You see...I am falling in love with Jesus all over again. I am.
It started when, earlier this week, the Lord started to pull me away to take minutes throughout my day to quiet my thoughts and just hear His voice. At first, I was really timid. Timid and not really believing that I could trust myself to hear him-- because of the emotions that I have dealt with in this season. But, I took the plunge. And I am so glad I did!!!
He started to speak into the deepest places in my heart.
About his love for me. About how much he cares about my heart. About what is in his heart for me and my future. And, the things that he has been saying to me, really are overwhelming… and I have found myself at times just weeping.
There is so much that I could write about the things that He has said to me.. but, that really isn't the point at all :) Its just about the fact that He speaks. The God of the universe speaks. The most powerful being and the creator of all things, speaks…to us. As I have been on this whole grace journey-- I have realized that God's voice used to be hard and harsh and cutting. A year ago, He was always correcting and always after something wrong in me… and slowly, and with much patience… this week I started to hear a soft, loving, gentle, encouraging, tender, merciful sound in His voice. It's like I started to open my heart to the slight possibility that God could be for me… that God could be pleased with me… that God could love me just as I am. And, I am so thankful that I did-- because, I have to be honest… this tone of his voice, I want to hear all the time! Its making me want to run to him, not away from him. Pretty sure that is what it should feel like to be in a love relationship with God… to find comfort in His voice!

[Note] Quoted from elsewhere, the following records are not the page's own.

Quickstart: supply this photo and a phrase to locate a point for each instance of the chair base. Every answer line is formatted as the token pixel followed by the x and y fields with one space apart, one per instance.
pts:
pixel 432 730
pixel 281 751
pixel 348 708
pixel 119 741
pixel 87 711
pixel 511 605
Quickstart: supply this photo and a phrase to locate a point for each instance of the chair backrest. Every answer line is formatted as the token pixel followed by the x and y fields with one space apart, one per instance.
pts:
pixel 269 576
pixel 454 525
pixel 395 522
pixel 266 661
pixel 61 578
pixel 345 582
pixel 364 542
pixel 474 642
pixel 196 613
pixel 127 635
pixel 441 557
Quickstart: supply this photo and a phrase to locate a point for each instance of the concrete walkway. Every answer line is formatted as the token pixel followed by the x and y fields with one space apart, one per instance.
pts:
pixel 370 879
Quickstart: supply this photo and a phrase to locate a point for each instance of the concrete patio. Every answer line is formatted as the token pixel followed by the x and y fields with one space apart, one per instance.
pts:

I'll just have to end with this… something that God said to me on my run tonight...
"I want you to see me as the one who loves you the most… and as we walk together, you will see that my love will be enough".
So, lets all be more mindful to come to God as we are…and really believe that He wants to speak to us. Let's close out the distractions of the moment, and take 30 seconds to open our spiritual ears to hear from him. And, lets do it knowing and being convinced of how much he loves us…because he does!!!